Malgré l’emballement médiatique et politique, malgré les faillites, les personnes directement affectées par la perte de leur emploi ou de leur logement, la crise financière conserve encore un côté un peu irréel. Les sommes en jeu difficilement concevables, la possibilité pour des Etats que l’on dit déjà surendettés (France ou Etats-Unis) de mobiliser ces sommes alors qu’ils ne peuvent rien faire pour les plus démunis d’entre nous, sont les raisons les plus immédiates de notre incompréhension. Plus fondamentalement, je crois, notre malaise vient de ce que nos certitudes sont ébranlées extrêmement profondément. Notre monde fait tout pour donner l’apparence de la solidité, de l’évidence incontestable… et l’on découvre qu’il est construit sur ce qui est le plus vulnérable qui soit : la confiance, ou plutôt la foi aveugle que tout continuera toujours comme avant. Hier le système apparaissait d’une solidité à toute épreuve, aujourd’hui d’une extrême fragilité. C’est un peu comme après mes premiers cours de physique : j’apprenais que la table de classe sur laquelle je posais mes coudes depuis des années et qui me semblait la veille encore si compacte, cette table était en fait composée essentiellement … de vide, les atomes qui la constituait n’étant eux-mêmes que très peu de matière et beaucoup de vide. Du vide, de l’énergie et de la vitesse, n’est-ce pas là ce qui caractérise l’économie financière ? Seul le mouvement fait tenir le système, le problème me semble-t-il tient au fait qu’à l’inverse du système physique (pardon aux plus scientifiques d’entre vous de mes comparaisons peut-être hasardeuses), le système financier ne fonctionne pas à vitesse constante mais à vitesse croissante. Toujours plus vite, toujours plus mondial, toujours plus profitable ! Le moteur du système n’est pas la circulation mais l’accumulation. L’insatiabilité a emballé le système.
Pourquoi tous les freins imaginés aujourd’hui (régulation, retour de l’Etat garant,…) ne paraissent plus du tout à la hauteur de l’enjeu ? Pourquoi a-t-on le sentiment que toutes les digues édifiées à coûts de centaines de milliards virtuels ne résisteront pas ? Pourquoi regardons-nous déjà avec un scepticisme résigné l’agitation de nos dirigeants face à une crise qu’ils nous présentent comme une « catastrophe maîtrisable » se dépêtrant mal de la contradiction fondamentale de cet oxymore ?

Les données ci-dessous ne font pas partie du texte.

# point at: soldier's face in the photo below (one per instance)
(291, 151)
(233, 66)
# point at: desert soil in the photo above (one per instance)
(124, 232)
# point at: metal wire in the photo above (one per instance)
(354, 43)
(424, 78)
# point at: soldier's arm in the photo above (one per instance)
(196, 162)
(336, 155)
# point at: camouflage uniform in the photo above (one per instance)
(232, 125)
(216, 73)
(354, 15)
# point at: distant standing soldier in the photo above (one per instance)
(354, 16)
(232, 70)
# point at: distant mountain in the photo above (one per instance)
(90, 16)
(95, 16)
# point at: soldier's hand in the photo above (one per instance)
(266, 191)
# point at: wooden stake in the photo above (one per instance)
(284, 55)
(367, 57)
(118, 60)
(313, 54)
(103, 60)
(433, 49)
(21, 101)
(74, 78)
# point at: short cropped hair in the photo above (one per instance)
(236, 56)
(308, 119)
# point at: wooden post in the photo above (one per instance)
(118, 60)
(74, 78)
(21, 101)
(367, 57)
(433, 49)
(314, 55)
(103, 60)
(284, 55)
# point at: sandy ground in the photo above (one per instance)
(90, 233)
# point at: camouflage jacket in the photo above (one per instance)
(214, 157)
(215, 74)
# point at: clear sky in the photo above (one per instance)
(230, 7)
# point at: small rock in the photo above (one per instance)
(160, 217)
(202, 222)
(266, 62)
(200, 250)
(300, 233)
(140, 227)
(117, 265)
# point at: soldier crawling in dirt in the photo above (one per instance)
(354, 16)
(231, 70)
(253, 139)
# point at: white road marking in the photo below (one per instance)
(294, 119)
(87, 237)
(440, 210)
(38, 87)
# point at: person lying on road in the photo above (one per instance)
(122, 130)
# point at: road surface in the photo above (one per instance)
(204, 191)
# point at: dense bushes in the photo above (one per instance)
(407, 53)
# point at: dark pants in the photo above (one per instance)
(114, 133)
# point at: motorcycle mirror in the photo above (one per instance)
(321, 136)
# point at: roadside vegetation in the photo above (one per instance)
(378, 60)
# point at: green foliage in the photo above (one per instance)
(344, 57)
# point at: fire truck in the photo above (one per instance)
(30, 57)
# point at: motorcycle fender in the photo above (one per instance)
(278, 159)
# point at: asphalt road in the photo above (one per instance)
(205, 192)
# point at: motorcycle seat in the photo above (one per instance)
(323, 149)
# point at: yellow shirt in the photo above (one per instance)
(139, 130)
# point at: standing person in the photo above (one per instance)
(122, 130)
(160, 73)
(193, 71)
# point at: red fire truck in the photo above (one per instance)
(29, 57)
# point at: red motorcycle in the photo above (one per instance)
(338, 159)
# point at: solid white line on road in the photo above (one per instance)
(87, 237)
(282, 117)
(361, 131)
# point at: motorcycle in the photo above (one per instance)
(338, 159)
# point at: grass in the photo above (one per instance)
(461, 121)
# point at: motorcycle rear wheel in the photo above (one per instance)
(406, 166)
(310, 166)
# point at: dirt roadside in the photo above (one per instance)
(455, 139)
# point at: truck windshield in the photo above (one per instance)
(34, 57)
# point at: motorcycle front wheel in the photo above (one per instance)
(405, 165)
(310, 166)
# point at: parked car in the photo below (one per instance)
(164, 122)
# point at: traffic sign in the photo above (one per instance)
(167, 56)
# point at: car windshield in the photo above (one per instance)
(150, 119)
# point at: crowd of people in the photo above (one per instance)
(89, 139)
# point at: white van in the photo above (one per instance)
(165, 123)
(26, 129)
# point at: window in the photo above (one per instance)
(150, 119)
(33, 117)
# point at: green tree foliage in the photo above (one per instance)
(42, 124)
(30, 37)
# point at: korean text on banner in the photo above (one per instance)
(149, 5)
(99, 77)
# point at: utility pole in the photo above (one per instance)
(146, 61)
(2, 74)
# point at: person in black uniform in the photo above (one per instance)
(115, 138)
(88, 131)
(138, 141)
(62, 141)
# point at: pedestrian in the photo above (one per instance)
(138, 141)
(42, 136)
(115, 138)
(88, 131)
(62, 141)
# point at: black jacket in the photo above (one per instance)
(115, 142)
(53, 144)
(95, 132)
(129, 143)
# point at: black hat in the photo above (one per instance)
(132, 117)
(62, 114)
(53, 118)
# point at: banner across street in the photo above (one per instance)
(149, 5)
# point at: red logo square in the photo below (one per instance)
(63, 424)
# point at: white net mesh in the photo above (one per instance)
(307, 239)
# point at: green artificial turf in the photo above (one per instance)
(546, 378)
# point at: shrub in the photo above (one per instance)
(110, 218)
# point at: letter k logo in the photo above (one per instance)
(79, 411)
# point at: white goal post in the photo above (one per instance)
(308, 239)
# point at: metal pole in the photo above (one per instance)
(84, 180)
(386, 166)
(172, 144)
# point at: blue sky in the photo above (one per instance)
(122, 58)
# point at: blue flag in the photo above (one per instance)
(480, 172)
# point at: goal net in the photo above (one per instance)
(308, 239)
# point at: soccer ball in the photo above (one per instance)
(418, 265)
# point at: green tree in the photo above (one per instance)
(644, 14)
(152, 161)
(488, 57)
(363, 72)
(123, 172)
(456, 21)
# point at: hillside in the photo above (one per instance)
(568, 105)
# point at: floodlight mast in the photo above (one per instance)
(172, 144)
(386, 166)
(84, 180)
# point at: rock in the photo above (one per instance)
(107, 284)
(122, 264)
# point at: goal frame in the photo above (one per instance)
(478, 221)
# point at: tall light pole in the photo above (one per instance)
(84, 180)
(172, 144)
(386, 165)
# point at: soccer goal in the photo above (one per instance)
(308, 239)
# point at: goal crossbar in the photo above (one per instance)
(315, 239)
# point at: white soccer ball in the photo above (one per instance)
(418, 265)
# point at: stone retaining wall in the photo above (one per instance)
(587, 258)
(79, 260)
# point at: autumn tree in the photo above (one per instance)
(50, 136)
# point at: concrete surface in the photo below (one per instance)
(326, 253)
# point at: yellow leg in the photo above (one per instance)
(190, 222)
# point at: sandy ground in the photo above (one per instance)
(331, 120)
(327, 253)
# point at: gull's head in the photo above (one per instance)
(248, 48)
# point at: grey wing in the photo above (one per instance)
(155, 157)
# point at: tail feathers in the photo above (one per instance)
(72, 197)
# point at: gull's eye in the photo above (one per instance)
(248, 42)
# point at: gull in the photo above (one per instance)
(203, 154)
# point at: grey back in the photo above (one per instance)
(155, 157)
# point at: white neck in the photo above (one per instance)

Sans doute parce que nous savons que la cupidité dénoncée chez les puissants avec une rage légitime, nous n’en sommes pas non plus exempts, à notre mesure. Chacun d’entre nous. N’avons-nous pas tous pris conscience que notre monde allait dans le mur par notre mode de consommation (toujours plus de biens et de services, toujours moins chers) ? Si je vais au bout de ce que je subodore, j’en arrive à penser que nous sommes collectivement tout autant affolés et soulagés que la purge vienne. L’indigestion est là. Nous ne croyons plus aux vertus du monde que nous avons construit. Notre crise de foie est une crise de foi.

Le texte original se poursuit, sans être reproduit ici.